"We are not planning to freeze oil production," the Caspian nation's energy ministry said in a brief statement. Saudi Arabia, Russia, Qatar, and Venezuela agreed to freeze oil output at January levels in a bid to shore up prices after a 70 per cent drop due to chronic oversupply.
The announcement marked the first move between OPEC and non-cartel producers to stem the price fall since it began falling nearly 19 months ago.
However the agreement was conditional to other major producers joining in, and the effort to bring other producers on board may prove complicated. Oil markets were hoping for a cut, and prices soon resumed their drop.
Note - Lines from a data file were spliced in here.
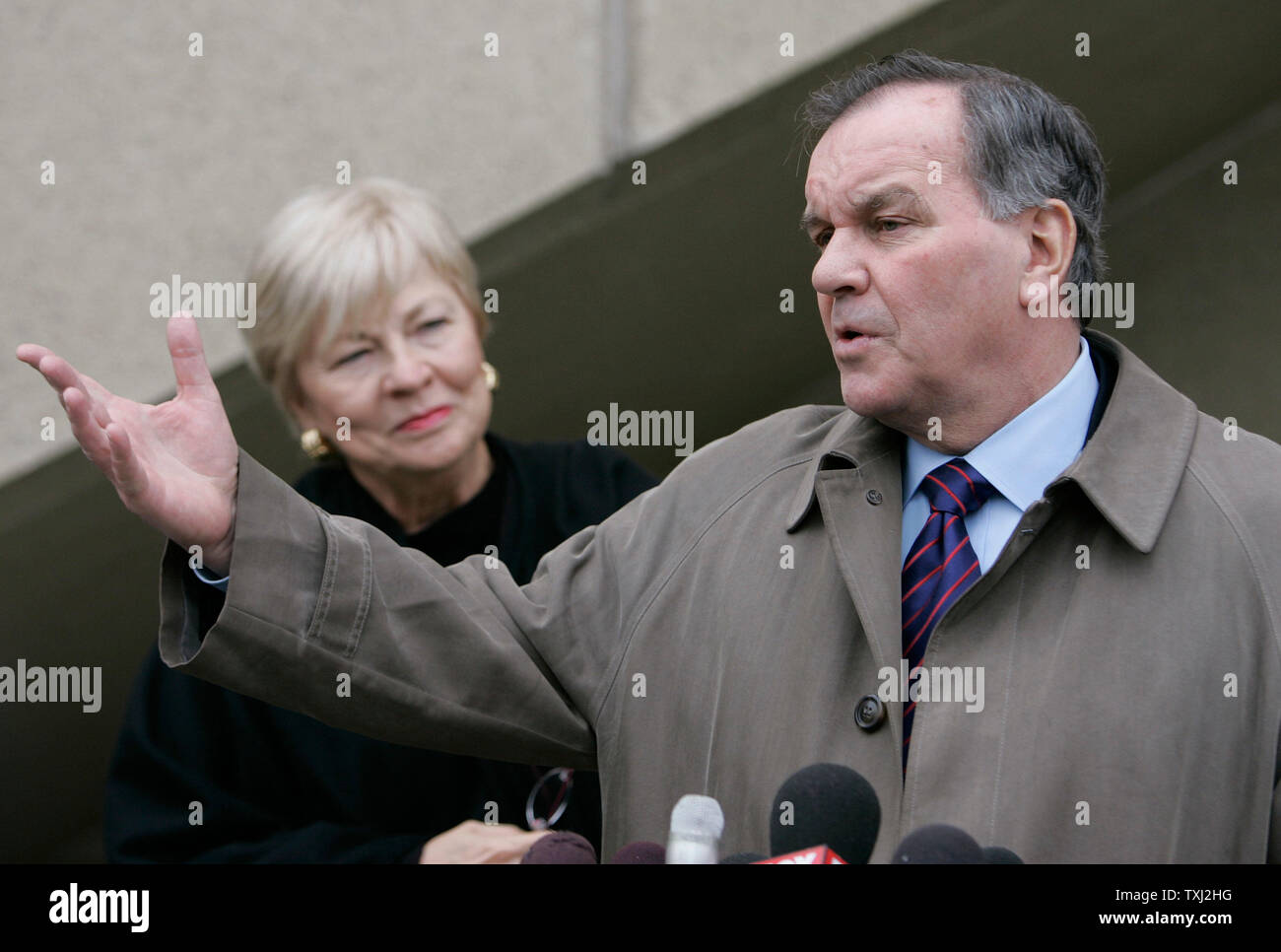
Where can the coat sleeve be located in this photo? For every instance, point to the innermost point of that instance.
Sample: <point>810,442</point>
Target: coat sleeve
<point>328,617</point>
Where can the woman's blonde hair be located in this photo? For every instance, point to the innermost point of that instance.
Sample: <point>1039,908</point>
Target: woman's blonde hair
<point>333,255</point>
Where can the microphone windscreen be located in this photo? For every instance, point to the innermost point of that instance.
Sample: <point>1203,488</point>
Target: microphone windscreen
<point>742,858</point>
<point>697,818</point>
<point>560,850</point>
<point>640,854</point>
<point>938,844</point>
<point>999,854</point>
<point>825,805</point>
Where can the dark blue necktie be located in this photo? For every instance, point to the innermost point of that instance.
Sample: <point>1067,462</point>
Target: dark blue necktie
<point>940,566</point>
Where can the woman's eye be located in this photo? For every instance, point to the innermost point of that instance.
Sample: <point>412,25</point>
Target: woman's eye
<point>351,357</point>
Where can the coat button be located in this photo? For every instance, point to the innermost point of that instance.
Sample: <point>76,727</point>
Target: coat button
<point>870,713</point>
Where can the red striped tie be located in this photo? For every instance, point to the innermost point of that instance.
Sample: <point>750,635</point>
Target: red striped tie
<point>940,566</point>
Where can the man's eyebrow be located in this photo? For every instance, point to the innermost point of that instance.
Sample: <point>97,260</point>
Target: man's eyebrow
<point>874,201</point>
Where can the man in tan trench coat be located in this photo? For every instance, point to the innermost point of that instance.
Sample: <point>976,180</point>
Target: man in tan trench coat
<point>1111,683</point>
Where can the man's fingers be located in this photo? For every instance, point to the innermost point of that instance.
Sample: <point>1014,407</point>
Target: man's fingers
<point>187,353</point>
<point>86,430</point>
<point>129,477</point>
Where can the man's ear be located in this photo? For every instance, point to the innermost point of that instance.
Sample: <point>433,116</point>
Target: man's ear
<point>1050,242</point>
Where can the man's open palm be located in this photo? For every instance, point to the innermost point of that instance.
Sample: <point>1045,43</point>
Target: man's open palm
<point>173,464</point>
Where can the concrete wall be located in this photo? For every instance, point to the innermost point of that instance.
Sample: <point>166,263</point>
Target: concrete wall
<point>168,163</point>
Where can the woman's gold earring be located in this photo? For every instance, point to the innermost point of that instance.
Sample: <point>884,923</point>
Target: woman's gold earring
<point>314,444</point>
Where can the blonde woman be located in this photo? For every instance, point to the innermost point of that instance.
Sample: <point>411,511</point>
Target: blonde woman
<point>371,336</point>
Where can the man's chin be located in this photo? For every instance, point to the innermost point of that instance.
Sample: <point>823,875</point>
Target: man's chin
<point>866,401</point>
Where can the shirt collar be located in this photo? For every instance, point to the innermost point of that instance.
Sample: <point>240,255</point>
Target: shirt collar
<point>1023,457</point>
<point>1130,469</point>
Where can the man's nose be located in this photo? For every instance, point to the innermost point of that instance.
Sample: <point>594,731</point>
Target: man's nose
<point>409,368</point>
<point>842,267</point>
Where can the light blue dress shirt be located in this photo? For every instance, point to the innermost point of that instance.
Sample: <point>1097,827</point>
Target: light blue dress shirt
<point>1020,460</point>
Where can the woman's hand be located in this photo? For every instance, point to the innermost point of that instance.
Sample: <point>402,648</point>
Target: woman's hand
<point>174,464</point>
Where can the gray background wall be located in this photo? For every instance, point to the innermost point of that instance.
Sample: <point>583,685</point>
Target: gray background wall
<point>656,296</point>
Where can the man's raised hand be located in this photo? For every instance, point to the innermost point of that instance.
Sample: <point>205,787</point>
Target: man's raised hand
<point>174,464</point>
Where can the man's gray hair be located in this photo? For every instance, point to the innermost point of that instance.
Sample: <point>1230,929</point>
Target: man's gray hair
<point>1023,146</point>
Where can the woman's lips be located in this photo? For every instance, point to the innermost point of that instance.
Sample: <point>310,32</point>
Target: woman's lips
<point>427,421</point>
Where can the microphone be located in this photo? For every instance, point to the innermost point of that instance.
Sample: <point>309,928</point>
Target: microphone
<point>697,824</point>
<point>560,850</point>
<point>999,854</point>
<point>938,844</point>
<point>641,853</point>
<point>825,805</point>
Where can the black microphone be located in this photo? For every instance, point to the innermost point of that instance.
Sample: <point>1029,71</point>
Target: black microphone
<point>560,850</point>
<point>825,805</point>
<point>999,854</point>
<point>938,844</point>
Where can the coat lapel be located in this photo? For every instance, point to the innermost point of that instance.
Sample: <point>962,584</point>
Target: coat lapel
<point>856,478</point>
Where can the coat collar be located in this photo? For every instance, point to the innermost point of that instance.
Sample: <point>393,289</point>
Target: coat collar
<point>1130,468</point>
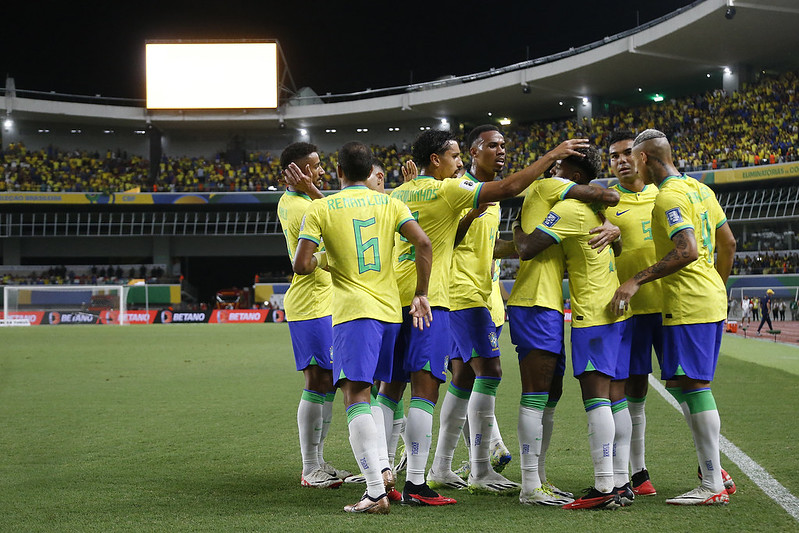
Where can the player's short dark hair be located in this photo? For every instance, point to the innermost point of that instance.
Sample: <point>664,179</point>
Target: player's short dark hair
<point>294,152</point>
<point>620,135</point>
<point>355,160</point>
<point>648,135</point>
<point>588,165</point>
<point>479,130</point>
<point>430,142</point>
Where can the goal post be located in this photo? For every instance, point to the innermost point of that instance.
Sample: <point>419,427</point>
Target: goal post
<point>74,304</point>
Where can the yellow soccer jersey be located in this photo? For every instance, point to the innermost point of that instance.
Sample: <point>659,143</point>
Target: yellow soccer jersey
<point>437,206</point>
<point>309,296</point>
<point>592,276</point>
<point>695,294</point>
<point>358,227</point>
<point>539,280</point>
<point>470,283</point>
<point>633,215</point>
<point>496,304</point>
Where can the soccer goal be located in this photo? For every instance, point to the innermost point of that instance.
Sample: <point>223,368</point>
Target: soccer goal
<point>64,304</point>
<point>787,294</point>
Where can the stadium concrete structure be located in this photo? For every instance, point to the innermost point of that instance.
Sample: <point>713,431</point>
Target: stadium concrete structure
<point>708,44</point>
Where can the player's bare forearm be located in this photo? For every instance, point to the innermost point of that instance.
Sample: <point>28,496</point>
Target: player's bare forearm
<point>683,253</point>
<point>590,194</point>
<point>304,260</point>
<point>725,251</point>
<point>466,222</point>
<point>503,249</point>
<point>514,184</point>
<point>530,245</point>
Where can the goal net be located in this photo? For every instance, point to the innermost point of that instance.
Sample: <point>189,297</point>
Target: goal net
<point>64,304</point>
<point>786,295</point>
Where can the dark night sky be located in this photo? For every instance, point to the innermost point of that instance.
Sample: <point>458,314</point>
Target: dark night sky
<point>90,47</point>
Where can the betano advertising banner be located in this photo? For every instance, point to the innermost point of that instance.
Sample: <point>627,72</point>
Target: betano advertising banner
<point>162,316</point>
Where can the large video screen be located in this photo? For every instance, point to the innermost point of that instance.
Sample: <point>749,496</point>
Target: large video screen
<point>228,75</point>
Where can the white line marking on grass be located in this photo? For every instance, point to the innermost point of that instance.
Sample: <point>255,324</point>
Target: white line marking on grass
<point>773,488</point>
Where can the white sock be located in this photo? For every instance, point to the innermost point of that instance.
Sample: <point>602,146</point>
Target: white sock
<point>600,442</point>
<point>496,436</point>
<point>621,446</point>
<point>548,424</point>
<point>363,439</point>
<point>377,414</point>
<point>707,427</point>
<point>530,430</point>
<point>481,418</point>
<point>327,417</point>
<point>419,435</point>
<point>309,424</point>
<point>451,418</point>
<point>638,437</point>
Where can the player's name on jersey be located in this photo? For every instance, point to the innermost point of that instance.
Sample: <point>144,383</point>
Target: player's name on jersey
<point>344,202</point>
<point>424,195</point>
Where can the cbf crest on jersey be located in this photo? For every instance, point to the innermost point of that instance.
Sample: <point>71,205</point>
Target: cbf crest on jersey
<point>492,338</point>
<point>673,216</point>
<point>551,219</point>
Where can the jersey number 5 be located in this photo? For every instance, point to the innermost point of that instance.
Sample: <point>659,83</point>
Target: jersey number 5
<point>363,247</point>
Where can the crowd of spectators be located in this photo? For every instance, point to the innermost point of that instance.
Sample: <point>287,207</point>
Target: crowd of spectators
<point>757,125</point>
<point>766,263</point>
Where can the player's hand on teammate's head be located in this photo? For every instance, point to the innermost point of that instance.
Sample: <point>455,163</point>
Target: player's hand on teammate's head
<point>421,313</point>
<point>605,235</point>
<point>295,177</point>
<point>569,147</point>
<point>409,170</point>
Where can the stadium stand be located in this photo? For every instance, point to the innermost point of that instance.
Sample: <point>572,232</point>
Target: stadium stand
<point>755,126</point>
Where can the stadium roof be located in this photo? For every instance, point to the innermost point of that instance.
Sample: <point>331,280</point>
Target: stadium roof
<point>670,56</point>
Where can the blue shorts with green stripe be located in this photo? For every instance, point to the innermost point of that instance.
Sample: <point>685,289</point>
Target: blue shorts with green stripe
<point>363,349</point>
<point>473,334</point>
<point>428,349</point>
<point>537,328</point>
<point>599,348</point>
<point>312,342</point>
<point>692,350</point>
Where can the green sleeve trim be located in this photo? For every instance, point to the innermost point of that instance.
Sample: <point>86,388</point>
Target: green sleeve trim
<point>308,238</point>
<point>550,233</point>
<point>476,201</point>
<point>679,228</point>
<point>566,190</point>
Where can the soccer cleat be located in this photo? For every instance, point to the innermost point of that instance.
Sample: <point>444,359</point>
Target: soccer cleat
<point>319,479</point>
<point>335,472</point>
<point>394,495</point>
<point>593,499</point>
<point>403,462</point>
<point>543,496</point>
<point>492,483</point>
<point>701,496</point>
<point>444,480</point>
<point>423,495</point>
<point>729,484</point>
<point>641,485</point>
<point>552,488</point>
<point>368,505</point>
<point>463,470</point>
<point>626,495</point>
<point>500,456</point>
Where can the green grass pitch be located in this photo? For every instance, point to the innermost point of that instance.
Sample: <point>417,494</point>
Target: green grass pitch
<point>193,428</point>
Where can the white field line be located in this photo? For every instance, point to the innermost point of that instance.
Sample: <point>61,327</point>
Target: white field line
<point>748,466</point>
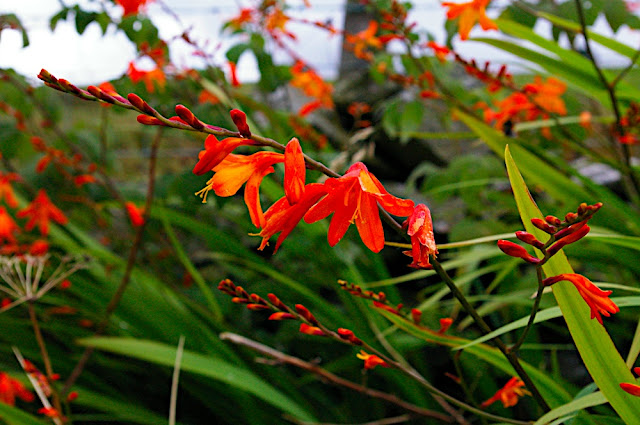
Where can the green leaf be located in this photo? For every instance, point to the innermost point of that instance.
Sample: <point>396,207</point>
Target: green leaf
<point>599,354</point>
<point>590,400</point>
<point>14,416</point>
<point>553,392</point>
<point>210,367</point>
<point>544,315</point>
<point>234,53</point>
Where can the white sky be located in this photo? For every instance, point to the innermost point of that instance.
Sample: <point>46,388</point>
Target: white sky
<point>93,58</point>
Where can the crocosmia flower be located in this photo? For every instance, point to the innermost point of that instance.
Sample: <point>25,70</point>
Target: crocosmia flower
<point>597,299</point>
<point>469,13</point>
<point>40,211</point>
<point>11,388</point>
<point>236,170</point>
<point>354,198</point>
<point>371,360</point>
<point>509,394</point>
<point>420,229</point>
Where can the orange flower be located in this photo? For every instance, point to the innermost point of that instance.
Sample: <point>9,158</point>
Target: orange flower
<point>132,7</point>
<point>151,79</point>
<point>282,217</point>
<point>371,360</point>
<point>206,96</point>
<point>354,197</point>
<point>547,94</point>
<point>11,388</point>
<point>312,85</point>
<point>364,39</point>
<point>7,227</point>
<point>215,151</point>
<point>420,229</point>
<point>6,190</point>
<point>470,13</point>
<point>597,299</point>
<point>509,394</point>
<point>136,215</point>
<point>439,50</point>
<point>245,16</point>
<point>234,76</point>
<point>40,211</point>
<point>236,170</point>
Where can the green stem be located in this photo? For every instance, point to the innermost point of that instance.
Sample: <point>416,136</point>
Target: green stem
<point>511,357</point>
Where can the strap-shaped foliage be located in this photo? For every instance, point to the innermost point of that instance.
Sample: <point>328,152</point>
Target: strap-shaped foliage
<point>600,356</point>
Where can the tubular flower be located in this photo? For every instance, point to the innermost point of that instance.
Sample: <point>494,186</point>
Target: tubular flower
<point>6,190</point>
<point>354,197</point>
<point>597,299</point>
<point>132,7</point>
<point>282,217</point>
<point>470,13</point>
<point>509,394</point>
<point>294,171</point>
<point>371,360</point>
<point>151,79</point>
<point>420,229</point>
<point>11,388</point>
<point>236,170</point>
<point>215,151</point>
<point>364,39</point>
<point>40,211</point>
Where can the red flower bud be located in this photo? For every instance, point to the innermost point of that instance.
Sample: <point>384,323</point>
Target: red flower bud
<point>527,237</point>
<point>542,225</point>
<point>147,120</point>
<point>445,324</point>
<point>573,237</point>
<point>240,120</point>
<point>517,251</point>
<point>187,116</point>
<point>416,315</point>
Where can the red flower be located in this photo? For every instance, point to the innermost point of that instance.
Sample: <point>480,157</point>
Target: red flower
<point>149,78</point>
<point>282,217</point>
<point>371,360</point>
<point>11,388</point>
<point>470,13</point>
<point>236,170</point>
<point>6,190</point>
<point>354,197</point>
<point>136,215</point>
<point>7,227</point>
<point>215,151</point>
<point>132,7</point>
<point>420,229</point>
<point>40,211</point>
<point>509,394</point>
<point>597,299</point>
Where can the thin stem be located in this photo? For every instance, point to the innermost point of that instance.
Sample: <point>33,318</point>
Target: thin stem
<point>44,354</point>
<point>534,311</point>
<point>330,377</point>
<point>511,357</point>
<point>133,253</point>
<point>632,184</point>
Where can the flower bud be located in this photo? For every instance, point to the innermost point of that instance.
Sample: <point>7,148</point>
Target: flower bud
<point>544,226</point>
<point>528,238</point>
<point>517,251</point>
<point>240,120</point>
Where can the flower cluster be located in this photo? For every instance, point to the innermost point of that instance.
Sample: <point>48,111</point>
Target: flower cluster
<point>562,233</point>
<point>309,324</point>
<point>352,198</point>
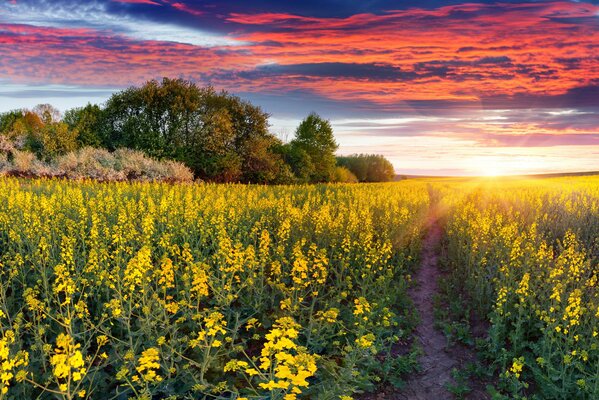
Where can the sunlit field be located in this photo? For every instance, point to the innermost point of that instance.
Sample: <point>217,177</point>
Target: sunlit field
<point>147,290</point>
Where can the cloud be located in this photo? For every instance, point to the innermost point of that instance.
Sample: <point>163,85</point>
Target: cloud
<point>442,76</point>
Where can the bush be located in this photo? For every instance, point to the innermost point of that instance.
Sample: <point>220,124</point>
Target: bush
<point>123,164</point>
<point>368,167</point>
<point>92,163</point>
<point>344,175</point>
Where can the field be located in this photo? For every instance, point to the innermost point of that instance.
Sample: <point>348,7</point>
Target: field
<point>148,290</point>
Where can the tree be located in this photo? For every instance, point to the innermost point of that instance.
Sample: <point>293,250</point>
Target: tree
<point>344,175</point>
<point>219,136</point>
<point>298,161</point>
<point>8,119</point>
<point>47,113</point>
<point>86,122</point>
<point>368,167</point>
<point>315,137</point>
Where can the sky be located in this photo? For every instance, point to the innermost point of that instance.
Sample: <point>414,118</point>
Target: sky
<point>437,87</point>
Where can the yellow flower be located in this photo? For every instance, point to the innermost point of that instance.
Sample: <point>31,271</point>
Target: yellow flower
<point>148,365</point>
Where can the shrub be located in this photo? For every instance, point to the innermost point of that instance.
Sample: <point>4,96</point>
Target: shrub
<point>123,164</point>
<point>344,175</point>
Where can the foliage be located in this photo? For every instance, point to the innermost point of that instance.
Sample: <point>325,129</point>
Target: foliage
<point>147,290</point>
<point>86,122</point>
<point>344,175</point>
<point>525,252</point>
<point>368,167</point>
<point>314,136</point>
<point>219,136</point>
<point>92,163</point>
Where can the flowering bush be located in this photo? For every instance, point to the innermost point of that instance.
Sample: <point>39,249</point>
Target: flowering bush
<point>144,290</point>
<point>526,253</point>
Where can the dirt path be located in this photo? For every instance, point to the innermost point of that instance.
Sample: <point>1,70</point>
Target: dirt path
<point>436,362</point>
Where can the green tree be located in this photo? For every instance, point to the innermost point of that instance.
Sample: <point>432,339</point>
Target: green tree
<point>315,137</point>
<point>8,119</point>
<point>219,136</point>
<point>368,167</point>
<point>298,161</point>
<point>86,122</point>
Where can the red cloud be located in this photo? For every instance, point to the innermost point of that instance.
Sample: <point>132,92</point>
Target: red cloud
<point>137,2</point>
<point>460,52</point>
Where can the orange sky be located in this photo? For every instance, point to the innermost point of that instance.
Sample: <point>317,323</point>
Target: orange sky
<point>516,84</point>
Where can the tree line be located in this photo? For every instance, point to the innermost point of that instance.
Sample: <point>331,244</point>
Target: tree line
<point>219,136</point>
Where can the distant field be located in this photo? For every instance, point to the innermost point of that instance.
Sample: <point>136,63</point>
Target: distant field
<point>147,290</point>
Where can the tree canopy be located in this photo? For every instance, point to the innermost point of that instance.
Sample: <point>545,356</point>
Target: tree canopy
<point>219,136</point>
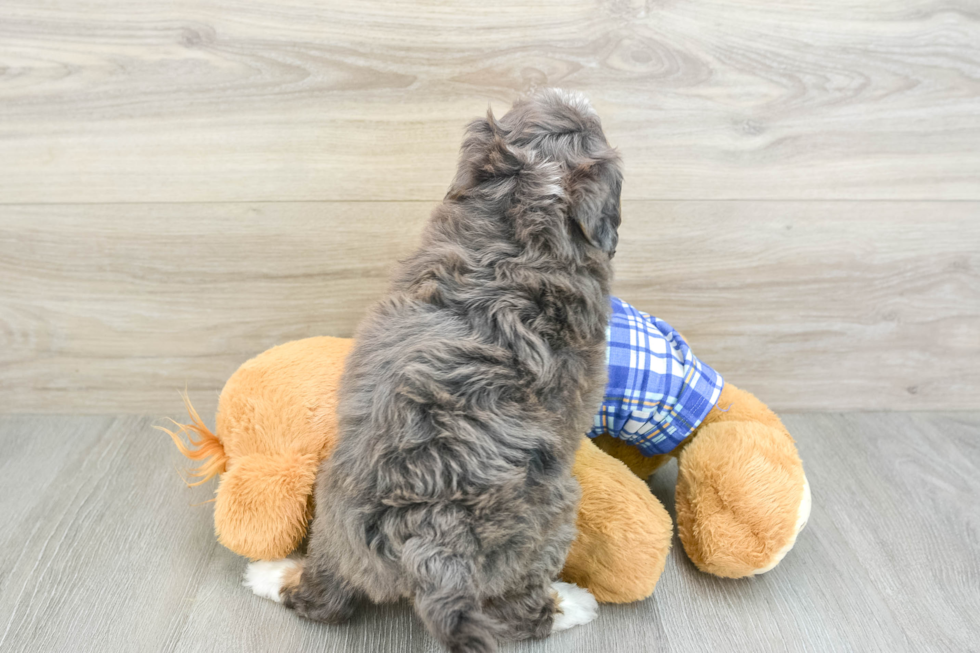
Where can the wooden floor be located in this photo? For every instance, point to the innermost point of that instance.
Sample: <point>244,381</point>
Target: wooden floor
<point>186,183</point>
<point>103,549</point>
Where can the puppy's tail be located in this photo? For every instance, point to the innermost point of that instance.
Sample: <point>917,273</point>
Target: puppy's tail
<point>206,448</point>
<point>446,599</point>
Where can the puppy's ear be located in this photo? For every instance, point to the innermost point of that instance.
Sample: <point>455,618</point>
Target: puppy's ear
<point>594,188</point>
<point>484,155</point>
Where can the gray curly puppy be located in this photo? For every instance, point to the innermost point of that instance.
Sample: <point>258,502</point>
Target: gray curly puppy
<point>467,394</point>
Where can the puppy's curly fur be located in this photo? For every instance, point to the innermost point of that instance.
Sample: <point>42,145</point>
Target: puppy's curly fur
<point>469,388</point>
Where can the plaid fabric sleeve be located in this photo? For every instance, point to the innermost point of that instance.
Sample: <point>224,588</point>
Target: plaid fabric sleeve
<point>658,391</point>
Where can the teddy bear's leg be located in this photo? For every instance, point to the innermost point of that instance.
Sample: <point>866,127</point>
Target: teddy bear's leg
<point>624,532</point>
<point>263,504</point>
<point>742,496</point>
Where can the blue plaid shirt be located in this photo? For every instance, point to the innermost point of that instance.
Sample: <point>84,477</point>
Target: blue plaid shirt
<point>658,391</point>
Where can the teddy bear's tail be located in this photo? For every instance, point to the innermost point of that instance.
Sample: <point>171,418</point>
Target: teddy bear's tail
<point>206,448</point>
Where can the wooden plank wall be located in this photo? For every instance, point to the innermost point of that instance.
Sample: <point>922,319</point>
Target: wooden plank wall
<point>184,184</point>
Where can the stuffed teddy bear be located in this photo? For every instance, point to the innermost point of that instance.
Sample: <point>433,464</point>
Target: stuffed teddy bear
<point>742,496</point>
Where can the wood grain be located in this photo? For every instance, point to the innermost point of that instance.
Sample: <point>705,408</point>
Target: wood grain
<point>206,100</point>
<point>811,305</point>
<point>105,550</point>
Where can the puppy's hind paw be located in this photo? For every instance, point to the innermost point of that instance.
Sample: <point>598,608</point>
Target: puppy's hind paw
<point>266,577</point>
<point>574,606</point>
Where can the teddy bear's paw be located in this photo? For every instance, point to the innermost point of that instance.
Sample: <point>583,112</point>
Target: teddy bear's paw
<point>801,518</point>
<point>265,578</point>
<point>574,606</point>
In late London trading benchmark Brent crude oil was down 64 cents to USD 32.75 a barrel, while the main US contract, WTI, was down 0.43 cents to USD 29.01.
Ex-Soviet Azerbaijan's government has said it was expecting to produce this year 40.7 million tonnes of oil - a 2.3-per cent decline compared to 2015. Exports of hydrocarbons constitute up to three quarters of the Azerbaijan government's revenues, making the Caucasus country's economy highly dependent on global energy prices.
As oil prices have fallen to near 13-year lows the manna of petrodollars diminished, and Azerbaijan's once-booming economy quickly hit the skids, the national currency plummeted and inflation soared.